I am gratified that the hate tweets were soon matched by more enlightened retorts: "This is the New America. Get used to it!" "Nina is the new image of America at the right time." Underlying this clash of perceptions is an often messy, but ultimately positive American process: a contentious way of defining, and redefining, what it means to be an American. So I see the crowning of Nina Davuluri as a new marker in the ever-evolving multi-racial, multi-cultural identity of the United States.
Ironically, as some Indian commentators have pointed out, Nina Davuluri would not have made the cut were she to compete in India. Indians love beauty pageants and some Indian contestants have won Miss World titles, including the popular Bollywood actress Aishwarya Rai Bacchan. Obsessed with "fair-skinned" beauty, Indians generally would consider Ms. Daluvuri "too dark" to be considered worthy of the Miss India crown. In today's India, parents often fret about the marriage prospects of a dark-skinned daughter. Matrimonial ads in the Indian newspapers and online sites are full of references to young women being of "fair skin" or "wheat complexion." So the traditional idea of what constitutes beauty is equally entrenched in India and is evolving even less rapidly than in America.

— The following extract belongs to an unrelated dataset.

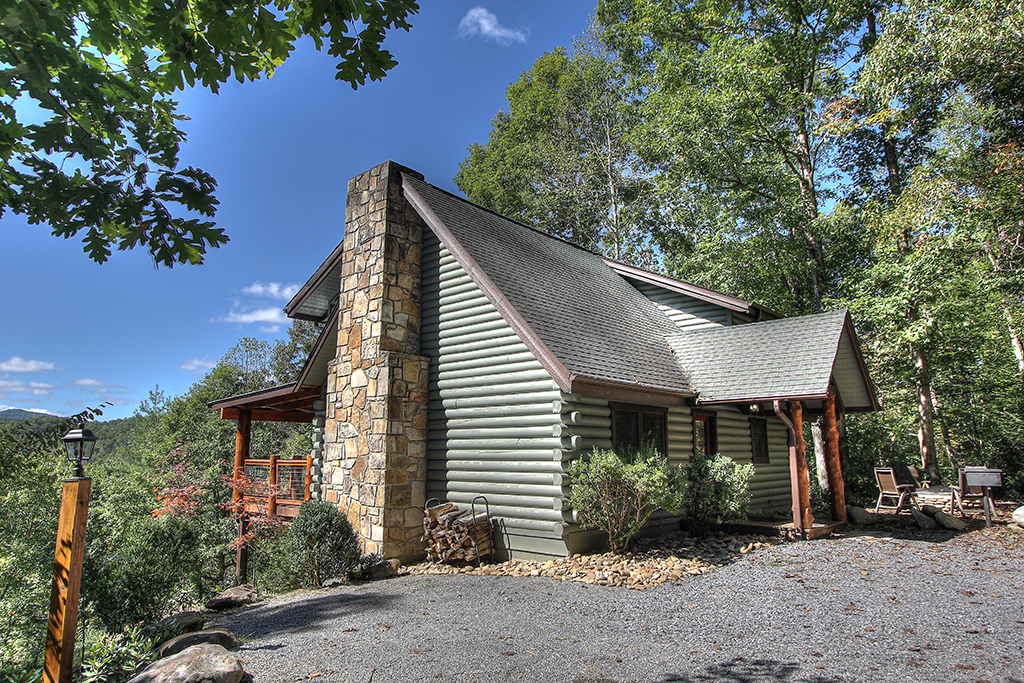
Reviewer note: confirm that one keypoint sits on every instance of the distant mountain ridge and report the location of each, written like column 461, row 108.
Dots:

Just as we lament the racist attitudes hurled at President Obama by people who question his "American-ness" we must fight against the ignorant hatred expressed against Nina Davuluri. But, as my European friends often remind me, only in America would we even consider electing an African-American president born of a white mother and an African father. Similarly, let's celebrate the fact that only in America, could a smart, dark-skinned, medical school-bound, Indian American could be crowned Miss America 2014.